METHODS: Key efficacy outcomes were remission at week 26 and sustained remission at week 52. Additional outcomes included glucocorticoid toxicity, estimated glomerular filtration rate (eGFR), urinary albumin-to-creatinine ratio (UACR) and safety.

RESULTS: Of 330 patients receiving study medication, 116 (35.2%) received CYC (avacopan group, n=59; prednisone taper group, n=57). Remission at week 26 and sustained remission at week 52 were achieved by 37/59 (62.7%) and 33/59 (55.9%) patients in the avacopan group and 34/57 (59.6%) and 30/57 (52.6%) in the prednisone taper group, respectively. Over 52 weeks, relapses were observed in 13.0% in the avacopan group and 22.6% in the prednisone taper group. Improvement in eGFR, speed of albuminuria reduction and differences in glucocorticoid toxicity favoured the avacopan group. Serious adverse events occurred in 55.9% and 56.1% of patients in the avacopan and prednisone taper groups, respectively.

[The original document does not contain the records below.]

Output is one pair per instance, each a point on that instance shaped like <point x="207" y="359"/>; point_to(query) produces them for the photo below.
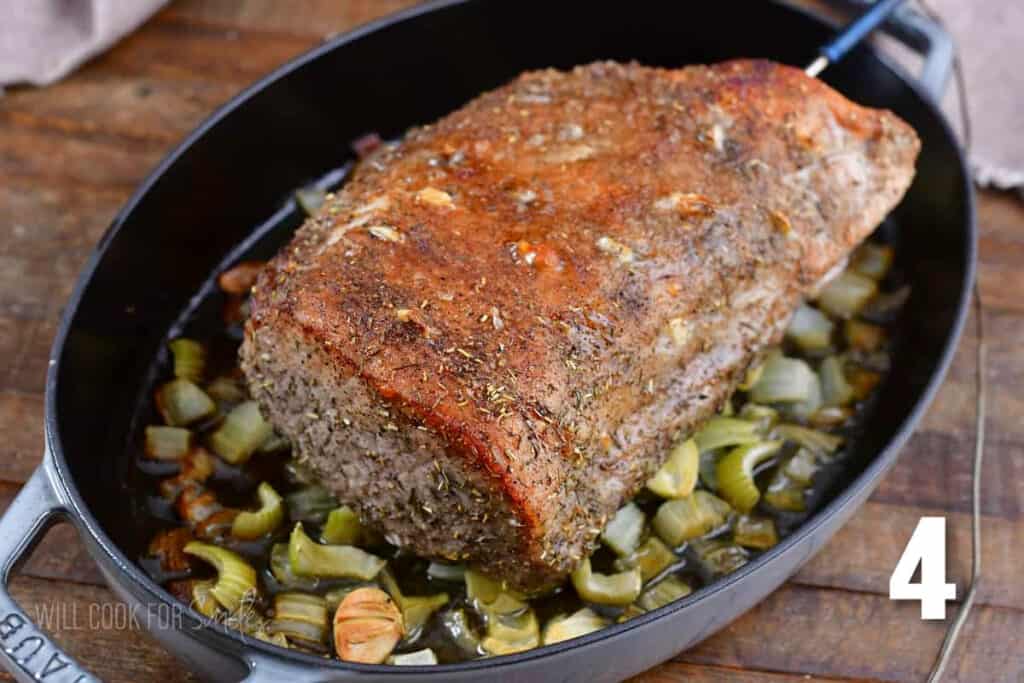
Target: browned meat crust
<point x="487" y="339"/>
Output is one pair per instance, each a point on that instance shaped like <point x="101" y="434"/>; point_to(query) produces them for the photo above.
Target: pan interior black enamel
<point x="243" y="167"/>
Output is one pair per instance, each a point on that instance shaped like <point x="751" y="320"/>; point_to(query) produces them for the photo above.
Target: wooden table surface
<point x="71" y="155"/>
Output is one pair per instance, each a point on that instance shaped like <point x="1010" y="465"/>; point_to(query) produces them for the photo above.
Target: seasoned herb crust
<point x="487" y="340"/>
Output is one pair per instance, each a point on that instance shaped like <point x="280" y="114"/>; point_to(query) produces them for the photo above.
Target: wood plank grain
<point x="94" y="628"/>
<point x="824" y="632"/>
<point x="861" y="556"/>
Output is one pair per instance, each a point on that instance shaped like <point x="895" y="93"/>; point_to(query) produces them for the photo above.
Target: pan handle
<point x="923" y="36"/>
<point x="26" y="650"/>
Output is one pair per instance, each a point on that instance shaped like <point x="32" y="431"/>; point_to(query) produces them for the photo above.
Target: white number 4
<point x="927" y="547"/>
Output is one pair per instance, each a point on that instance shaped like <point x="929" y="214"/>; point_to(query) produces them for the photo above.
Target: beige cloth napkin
<point x="43" y="40"/>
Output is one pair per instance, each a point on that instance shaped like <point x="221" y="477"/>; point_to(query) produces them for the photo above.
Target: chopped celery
<point x="652" y="557"/>
<point x="180" y="402"/>
<point x="623" y="532"/>
<point x="367" y="626"/>
<point x="784" y="380"/>
<point x="817" y="441"/>
<point x="415" y="609"/>
<point x="203" y="600"/>
<point x="616" y="589"/>
<point x="709" y="461"/>
<point x="810" y="329"/>
<point x="461" y="633"/>
<point x="308" y="558"/>
<point x="236" y="578"/>
<point x="508" y="634"/>
<point x="763" y="416"/>
<point x="847" y="294"/>
<point x="757" y="532"/>
<point x="440" y="571"/>
<point x="243" y="430"/>
<point x="311" y="504"/>
<point x="167" y="442"/>
<point x="310" y="199"/>
<point x="690" y="517"/>
<point x="872" y="260"/>
<point x="422" y="657"/>
<point x="835" y="389"/>
<point x="719" y="557"/>
<point x="566" y="627"/>
<point x="735" y="473"/>
<point x="784" y="494"/>
<point x="802" y="467"/>
<point x="719" y="432"/>
<point x="727" y="409"/>
<point x="342" y="527"/>
<point x="281" y="567"/>
<point x="189" y="358"/>
<point x="251" y="525"/>
<point x="863" y="336"/>
<point x="668" y="590"/>
<point x="300" y="616"/>
<point x="679" y="474"/>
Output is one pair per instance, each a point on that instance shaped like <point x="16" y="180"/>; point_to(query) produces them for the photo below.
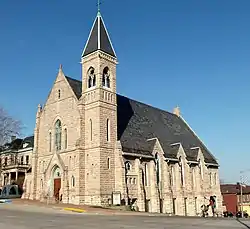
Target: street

CONCLUSIONS: This subgroup analysis of patients who received CYC shows similar rates of remission in the avacopan and prednisone taper groups. Compared with the prednisone taper regimen, the avacopan regimen was associated with a numerically lower relapse rate, greater improvement in eGFR, faster reduction in UACR, lower glucocorticoid-related toxicity and similar overall safety. These results support the use of avacopan in combination with CYC to treat GPA or MPA.

TRIAL REGISTRATION NUMBER: NCT02994927.